Paper No. 11
Presentation Time: 4:10 PM

INTERPRETING SUBDUCTION POLARITY FROM ECLOGITE-BEARING SLICES IN ACCRETIONARY OROGENS—A CAUTIONARY NOTE FROM THE YUKON–TANANA TERRANE


GILOTTI, Jane A.1, MCCLELLAND, William C.1, PETRIE, Meredith2 and VAN STAAL, Cees R.3, (1)Department of Earth and Environmental Sciences, University of Iowa, Iowa City, IA 52242, (2)Department of Earth and Environmental Sciences, University of Iowa, 121 Trowbridge Hall, Iowa City, IA 52242, (3)Geological Survey of Canada, 625 Robson Street, Vancouver, BC V6B 5J3, Canada, jane-gilotti@uiowa.edu

The assumption that eclogites form in the down-going slab of subduction zones is commonly used to establish subduction polarity in accretionary orogens; however, tectonic erosion can produce high- and ultrahigh-pressure metamorphism of the overriding plate.
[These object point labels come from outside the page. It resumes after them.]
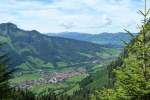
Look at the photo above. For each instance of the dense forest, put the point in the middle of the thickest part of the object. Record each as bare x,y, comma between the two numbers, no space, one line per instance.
128,77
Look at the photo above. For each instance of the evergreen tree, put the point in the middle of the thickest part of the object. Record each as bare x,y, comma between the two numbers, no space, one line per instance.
4,75
132,78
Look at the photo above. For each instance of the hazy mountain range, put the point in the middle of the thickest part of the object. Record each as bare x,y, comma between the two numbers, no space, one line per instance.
114,39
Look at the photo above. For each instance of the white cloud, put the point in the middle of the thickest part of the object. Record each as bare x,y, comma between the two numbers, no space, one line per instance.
92,16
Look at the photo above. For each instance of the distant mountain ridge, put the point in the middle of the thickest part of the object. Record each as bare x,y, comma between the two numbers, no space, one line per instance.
114,39
32,50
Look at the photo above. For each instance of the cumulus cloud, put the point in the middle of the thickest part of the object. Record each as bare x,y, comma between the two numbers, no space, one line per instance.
92,16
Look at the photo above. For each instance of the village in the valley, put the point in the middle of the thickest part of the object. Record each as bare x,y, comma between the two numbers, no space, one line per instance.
51,78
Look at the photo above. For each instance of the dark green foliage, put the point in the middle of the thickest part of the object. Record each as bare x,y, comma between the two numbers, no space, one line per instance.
4,76
111,39
24,45
132,73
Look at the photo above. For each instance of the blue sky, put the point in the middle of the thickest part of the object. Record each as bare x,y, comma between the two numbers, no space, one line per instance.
86,16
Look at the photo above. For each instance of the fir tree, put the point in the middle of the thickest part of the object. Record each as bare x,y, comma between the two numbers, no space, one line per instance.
132,78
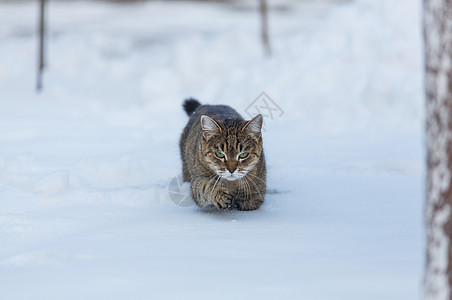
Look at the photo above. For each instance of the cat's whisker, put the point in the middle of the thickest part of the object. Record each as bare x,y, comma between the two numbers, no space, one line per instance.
254,176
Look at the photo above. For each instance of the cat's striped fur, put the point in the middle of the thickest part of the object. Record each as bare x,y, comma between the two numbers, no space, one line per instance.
231,181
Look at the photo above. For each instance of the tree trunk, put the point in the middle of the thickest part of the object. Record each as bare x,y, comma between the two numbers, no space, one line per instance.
438,84
41,47
264,26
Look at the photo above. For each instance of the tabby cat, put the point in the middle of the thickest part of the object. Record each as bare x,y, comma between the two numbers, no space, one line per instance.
222,157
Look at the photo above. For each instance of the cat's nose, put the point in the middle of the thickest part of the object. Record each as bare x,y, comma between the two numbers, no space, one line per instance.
231,170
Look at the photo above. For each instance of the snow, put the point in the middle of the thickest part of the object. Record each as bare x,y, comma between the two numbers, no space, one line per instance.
85,165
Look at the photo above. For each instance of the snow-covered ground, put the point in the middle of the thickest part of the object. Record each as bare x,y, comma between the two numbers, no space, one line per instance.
84,166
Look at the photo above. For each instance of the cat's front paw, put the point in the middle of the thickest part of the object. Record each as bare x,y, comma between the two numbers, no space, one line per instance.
222,198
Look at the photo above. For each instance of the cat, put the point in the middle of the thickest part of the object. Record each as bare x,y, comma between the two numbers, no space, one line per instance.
223,157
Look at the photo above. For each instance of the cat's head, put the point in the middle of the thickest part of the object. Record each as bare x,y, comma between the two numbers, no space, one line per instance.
231,148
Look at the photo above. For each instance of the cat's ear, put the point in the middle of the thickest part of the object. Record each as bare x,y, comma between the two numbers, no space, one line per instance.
209,127
254,125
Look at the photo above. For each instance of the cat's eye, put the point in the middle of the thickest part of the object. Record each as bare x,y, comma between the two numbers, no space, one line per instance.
243,155
219,154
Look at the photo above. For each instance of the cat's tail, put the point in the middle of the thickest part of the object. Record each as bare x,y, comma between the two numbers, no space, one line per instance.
190,105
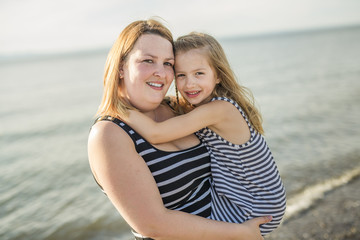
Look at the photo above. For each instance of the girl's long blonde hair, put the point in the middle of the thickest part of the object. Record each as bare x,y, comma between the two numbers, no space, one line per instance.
112,103
228,86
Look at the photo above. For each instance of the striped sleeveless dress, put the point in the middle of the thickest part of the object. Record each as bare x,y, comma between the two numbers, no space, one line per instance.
246,182
183,177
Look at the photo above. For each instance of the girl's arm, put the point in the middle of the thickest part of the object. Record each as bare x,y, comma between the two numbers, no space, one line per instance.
159,132
128,183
Subduction erosion is a notoriously difficult process to recognize in the rock record, but it may play a fundamental—and underappreciated—role in HP metamorphism of continental crust. A potential candidate for HP metamorphism in a tectonic erosional setting is the Yukon-Tanana terrane (YTT) of the northern Cordillera. The YTT can be viewed as a crustal fragment that rifted from the Laurentian margin and subsequently developed a continental arc with 3 distinct volcanic successions in Late Devonian to Permian times. YTT experienced subduction on both sides before it was accreted back on to North America in the Mesozoic. Mississippian eclogites in YTT are Franciscan-type mélanges, but Permian eclogites embedded in quartzofeldspathic host rocks are together interpreted as coherent slices of continental crust. E.g., eclogites in the St. Cyr area form tabular bodies up to hundreds of meters long within felsic meta-igneous and metasedimentary rocks; eclogite and host rock share the same deformation fabrics, and white mica from the host rocks has high phengite content (3.30-3.48 Si p.f.u.) that signals HP metamorphism. New detrital zircon data from the host rocks confirm that the eclogite-bearing crust is indeed part of the YTT. A sample from Last Peak has a detrital zircon signature with Meso- and Paleoproterozoic peaks typical of the Snowcap assemblage, the Laurentian substrate of YTT. Five samples (1 from Ross River and 4 from St. Cyr) contain Precambrian, mostly Mesoproterozoic, zircons and have significant Paleozoic peaks that match the ages of volcanoclastic sedimentation of the YTT arc. The coherent slices of crust containing Permian eclogites are thus interpreted as pieces of YTT that were eroded from the arc during subduction of an oceanic lithosphere and re-accreted to the arc prior to the collision of YTT with Laurentia. A subduction erosion origin for eclogite formation challenges the assumption that all HP metamorphism forms in the subducting slab, and that subduction polarity in accreted terranes can be deduced from the mere presence of HP rocks.